As Steif hurriedly dressed himself, Julie went over to Helen's terminal and pressed some keys. She plugged a lead from the sampler into the back of the VDU and touched the <RETURN> key. Helen came over. She coiled the whip and replaced it in her desk drawer. She folded her arms and stood back, watching Julie's work.

`There,' said Julie, `that last "Steif is thanking Helen" has been stored in the database next to his other details. It's been normalised to a subsidiary table, of course.'

`Why?' said Helen. Despite several years impressing clients with the wonders of `relational' databases, Helen had not quite mastered the details of how they actually worked. She'd refrain from asking such a stupid-sounding question of a programmer, but Julie was her trustie, her right-hand, her protege - and well aware that the path to success in information technology was talking up a storm to clients, not understanding petty technical details. Indeed, the way in which Helen still thought in terms of Cobol's files and records and fields was something of a private joke between them.

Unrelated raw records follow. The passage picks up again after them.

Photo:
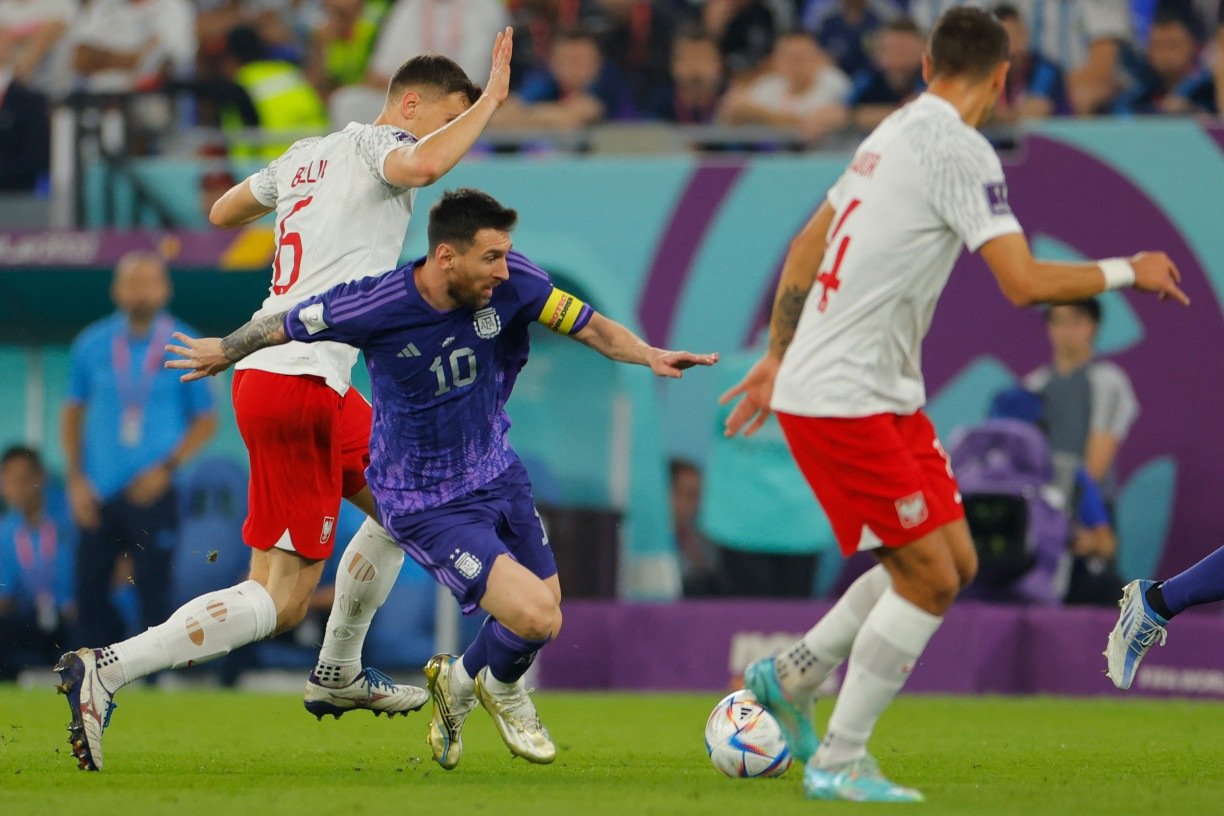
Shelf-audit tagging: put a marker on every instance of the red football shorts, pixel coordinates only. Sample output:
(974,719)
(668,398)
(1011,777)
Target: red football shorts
(880,478)
(309,447)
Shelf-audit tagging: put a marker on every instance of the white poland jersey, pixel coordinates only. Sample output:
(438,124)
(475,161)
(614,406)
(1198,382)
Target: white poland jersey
(338,219)
(919,186)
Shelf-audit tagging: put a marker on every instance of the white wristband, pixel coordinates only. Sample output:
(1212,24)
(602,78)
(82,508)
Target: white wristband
(1119,273)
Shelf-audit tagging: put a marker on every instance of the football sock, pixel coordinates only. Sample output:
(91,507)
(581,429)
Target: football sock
(508,656)
(1202,582)
(892,637)
(200,630)
(367,571)
(804,666)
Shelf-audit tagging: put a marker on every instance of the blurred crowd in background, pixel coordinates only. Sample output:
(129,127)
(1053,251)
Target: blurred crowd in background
(808,67)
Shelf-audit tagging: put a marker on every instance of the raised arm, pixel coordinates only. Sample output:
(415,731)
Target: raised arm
(615,341)
(211,356)
(238,207)
(1026,280)
(798,274)
(421,164)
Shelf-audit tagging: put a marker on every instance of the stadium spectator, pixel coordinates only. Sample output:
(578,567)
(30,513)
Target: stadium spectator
(1034,83)
(1173,80)
(460,29)
(803,91)
(697,82)
(264,92)
(845,27)
(699,560)
(131,44)
(1089,408)
(127,425)
(25,136)
(282,23)
(579,89)
(744,29)
(637,36)
(343,44)
(33,44)
(895,76)
(1087,37)
(37,542)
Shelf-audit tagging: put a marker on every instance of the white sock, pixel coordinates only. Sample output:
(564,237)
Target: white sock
(884,653)
(804,666)
(200,630)
(367,571)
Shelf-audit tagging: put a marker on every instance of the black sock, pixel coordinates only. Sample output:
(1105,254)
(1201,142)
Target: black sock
(1156,600)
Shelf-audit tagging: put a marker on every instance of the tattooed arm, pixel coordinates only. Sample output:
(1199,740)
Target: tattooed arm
(798,274)
(211,356)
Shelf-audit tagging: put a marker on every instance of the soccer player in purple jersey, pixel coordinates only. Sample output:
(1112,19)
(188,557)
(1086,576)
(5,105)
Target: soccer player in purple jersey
(444,339)
(1147,607)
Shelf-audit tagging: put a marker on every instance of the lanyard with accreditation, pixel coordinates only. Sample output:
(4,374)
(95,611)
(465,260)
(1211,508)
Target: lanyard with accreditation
(134,390)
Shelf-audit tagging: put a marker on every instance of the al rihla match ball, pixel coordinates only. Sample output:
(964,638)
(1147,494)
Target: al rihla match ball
(744,740)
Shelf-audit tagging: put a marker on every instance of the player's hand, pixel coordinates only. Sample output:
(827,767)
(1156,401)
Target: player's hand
(83,500)
(1156,273)
(757,388)
(498,87)
(201,357)
(671,363)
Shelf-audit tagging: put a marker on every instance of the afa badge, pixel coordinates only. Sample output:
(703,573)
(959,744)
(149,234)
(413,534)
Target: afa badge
(487,323)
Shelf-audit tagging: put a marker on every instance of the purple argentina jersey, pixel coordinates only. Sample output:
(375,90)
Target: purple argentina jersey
(440,379)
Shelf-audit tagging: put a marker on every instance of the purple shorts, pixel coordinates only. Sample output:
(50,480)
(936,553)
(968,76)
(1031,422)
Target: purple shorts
(459,541)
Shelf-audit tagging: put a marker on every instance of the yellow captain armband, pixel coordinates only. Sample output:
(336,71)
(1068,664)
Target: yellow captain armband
(562,311)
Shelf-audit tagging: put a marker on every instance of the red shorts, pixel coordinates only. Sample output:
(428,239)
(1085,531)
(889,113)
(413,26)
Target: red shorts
(309,447)
(880,478)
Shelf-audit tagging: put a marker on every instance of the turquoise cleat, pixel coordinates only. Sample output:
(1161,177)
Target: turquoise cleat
(854,781)
(760,678)
(1137,629)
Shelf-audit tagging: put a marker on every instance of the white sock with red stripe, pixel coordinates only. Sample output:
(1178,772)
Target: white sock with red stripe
(888,647)
(802,668)
(200,630)
(367,571)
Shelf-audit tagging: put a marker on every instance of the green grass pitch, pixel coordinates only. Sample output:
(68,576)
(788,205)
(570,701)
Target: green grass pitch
(222,752)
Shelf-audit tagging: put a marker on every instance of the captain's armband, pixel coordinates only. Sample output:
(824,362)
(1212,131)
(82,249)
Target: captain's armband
(564,313)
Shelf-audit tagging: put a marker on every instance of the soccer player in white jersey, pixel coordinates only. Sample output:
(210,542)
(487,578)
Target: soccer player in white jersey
(343,203)
(857,294)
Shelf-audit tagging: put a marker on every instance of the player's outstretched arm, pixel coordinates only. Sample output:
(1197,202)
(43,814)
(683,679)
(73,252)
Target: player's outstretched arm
(798,273)
(211,356)
(1027,281)
(617,343)
(238,207)
(421,164)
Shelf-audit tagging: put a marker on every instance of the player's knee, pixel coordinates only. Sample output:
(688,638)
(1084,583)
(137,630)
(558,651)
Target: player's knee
(539,617)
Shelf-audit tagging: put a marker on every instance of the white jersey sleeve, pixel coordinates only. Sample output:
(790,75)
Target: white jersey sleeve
(967,190)
(263,185)
(373,144)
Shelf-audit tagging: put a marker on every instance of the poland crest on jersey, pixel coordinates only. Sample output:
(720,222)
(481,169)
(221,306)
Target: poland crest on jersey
(912,510)
(487,323)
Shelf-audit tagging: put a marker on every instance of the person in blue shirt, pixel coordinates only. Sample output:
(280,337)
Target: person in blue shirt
(37,542)
(1036,87)
(1174,80)
(444,338)
(127,425)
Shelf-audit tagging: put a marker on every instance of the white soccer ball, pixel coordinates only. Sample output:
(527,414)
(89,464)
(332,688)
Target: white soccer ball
(744,740)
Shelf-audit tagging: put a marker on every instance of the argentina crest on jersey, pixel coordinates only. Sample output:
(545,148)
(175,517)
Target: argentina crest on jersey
(487,323)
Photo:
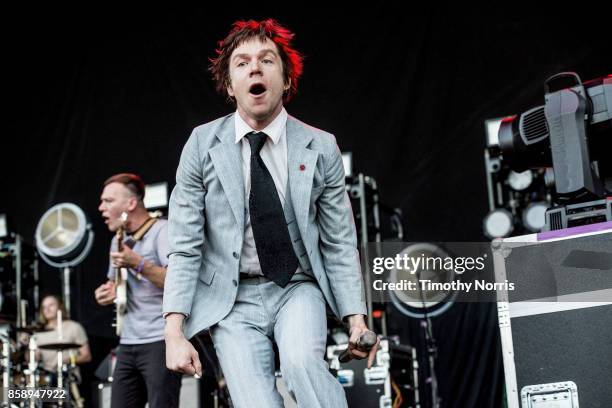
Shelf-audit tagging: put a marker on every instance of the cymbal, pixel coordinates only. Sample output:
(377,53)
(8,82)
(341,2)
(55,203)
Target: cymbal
(59,346)
(32,329)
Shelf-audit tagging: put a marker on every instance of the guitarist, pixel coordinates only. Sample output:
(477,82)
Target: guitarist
(140,374)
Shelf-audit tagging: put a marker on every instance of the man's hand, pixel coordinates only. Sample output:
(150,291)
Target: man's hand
(181,356)
(105,294)
(357,327)
(126,258)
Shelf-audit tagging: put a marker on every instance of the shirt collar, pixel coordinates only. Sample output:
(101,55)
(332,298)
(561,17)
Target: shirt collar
(274,130)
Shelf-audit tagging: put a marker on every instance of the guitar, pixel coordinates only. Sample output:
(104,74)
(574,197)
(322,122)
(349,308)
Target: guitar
(121,276)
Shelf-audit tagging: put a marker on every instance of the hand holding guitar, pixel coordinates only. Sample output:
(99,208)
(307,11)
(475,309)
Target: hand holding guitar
(105,294)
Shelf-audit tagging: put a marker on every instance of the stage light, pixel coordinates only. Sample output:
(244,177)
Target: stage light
(498,223)
(156,195)
(3,227)
(63,235)
(520,181)
(534,216)
(563,134)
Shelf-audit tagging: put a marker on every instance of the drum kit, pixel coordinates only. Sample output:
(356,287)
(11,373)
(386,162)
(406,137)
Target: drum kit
(21,368)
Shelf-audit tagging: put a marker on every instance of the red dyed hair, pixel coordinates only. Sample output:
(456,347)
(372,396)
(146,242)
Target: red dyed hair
(246,30)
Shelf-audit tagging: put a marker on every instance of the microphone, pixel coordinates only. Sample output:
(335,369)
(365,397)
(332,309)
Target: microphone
(365,342)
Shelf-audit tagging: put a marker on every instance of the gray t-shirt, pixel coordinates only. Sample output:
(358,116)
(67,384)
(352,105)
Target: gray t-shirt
(143,323)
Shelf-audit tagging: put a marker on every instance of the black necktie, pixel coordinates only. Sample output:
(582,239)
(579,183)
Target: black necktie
(276,256)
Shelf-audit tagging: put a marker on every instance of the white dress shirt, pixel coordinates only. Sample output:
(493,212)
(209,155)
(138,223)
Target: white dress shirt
(274,156)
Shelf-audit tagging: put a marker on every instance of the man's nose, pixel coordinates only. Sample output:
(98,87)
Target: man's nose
(255,68)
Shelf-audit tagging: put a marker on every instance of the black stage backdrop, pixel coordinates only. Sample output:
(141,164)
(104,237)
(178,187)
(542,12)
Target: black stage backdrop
(97,92)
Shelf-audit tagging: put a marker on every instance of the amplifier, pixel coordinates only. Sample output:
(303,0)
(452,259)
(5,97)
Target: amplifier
(190,393)
(556,325)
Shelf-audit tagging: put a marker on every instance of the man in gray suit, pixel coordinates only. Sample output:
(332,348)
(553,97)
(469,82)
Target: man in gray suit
(261,233)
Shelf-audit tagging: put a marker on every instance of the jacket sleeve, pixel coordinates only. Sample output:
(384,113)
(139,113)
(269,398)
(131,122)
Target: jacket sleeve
(338,239)
(186,222)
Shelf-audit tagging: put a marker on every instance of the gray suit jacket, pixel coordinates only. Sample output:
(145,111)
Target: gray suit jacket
(207,217)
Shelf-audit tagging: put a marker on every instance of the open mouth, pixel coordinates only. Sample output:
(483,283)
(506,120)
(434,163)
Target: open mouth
(257,89)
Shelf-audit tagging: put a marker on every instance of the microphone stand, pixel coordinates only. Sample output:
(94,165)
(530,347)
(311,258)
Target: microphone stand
(432,349)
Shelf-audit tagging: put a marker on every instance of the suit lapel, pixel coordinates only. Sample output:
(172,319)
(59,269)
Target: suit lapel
(227,160)
(301,163)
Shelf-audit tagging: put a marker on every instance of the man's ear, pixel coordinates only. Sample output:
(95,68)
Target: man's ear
(132,203)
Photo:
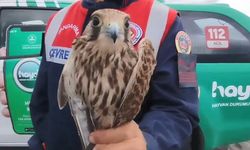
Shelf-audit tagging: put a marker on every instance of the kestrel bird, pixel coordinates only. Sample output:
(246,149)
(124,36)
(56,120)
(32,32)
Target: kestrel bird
(105,79)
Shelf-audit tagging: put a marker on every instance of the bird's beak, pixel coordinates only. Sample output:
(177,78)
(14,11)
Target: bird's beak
(113,31)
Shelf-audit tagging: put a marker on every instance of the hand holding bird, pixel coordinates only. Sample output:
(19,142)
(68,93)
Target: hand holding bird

`It means we can record an endless series of soundbytes like that next to his name, yet not have to repeat his other data. The soundbyte is posted on another table with a key that points to his entry.'

Helen smiled. `An endless series - it's the "torture that never stops!" - we've initiated a whole history of Steif's voluntary humiliations and involuntary exclamations! You know, Julie, I think this "relational" business has its uses ...' Julie smiled back. Helen has understood the correlation between the boundless nature of work under capitalism, its Faustian greed, and the repetition-compulsion of sadomasochistic sex. De Sade himself would have smiled on the pair: Julie thought she might change her name to Juliette. She could always say she was inspired by childhood memories of reading Georgette Heyer. Motivation & Management was proceeding to plan.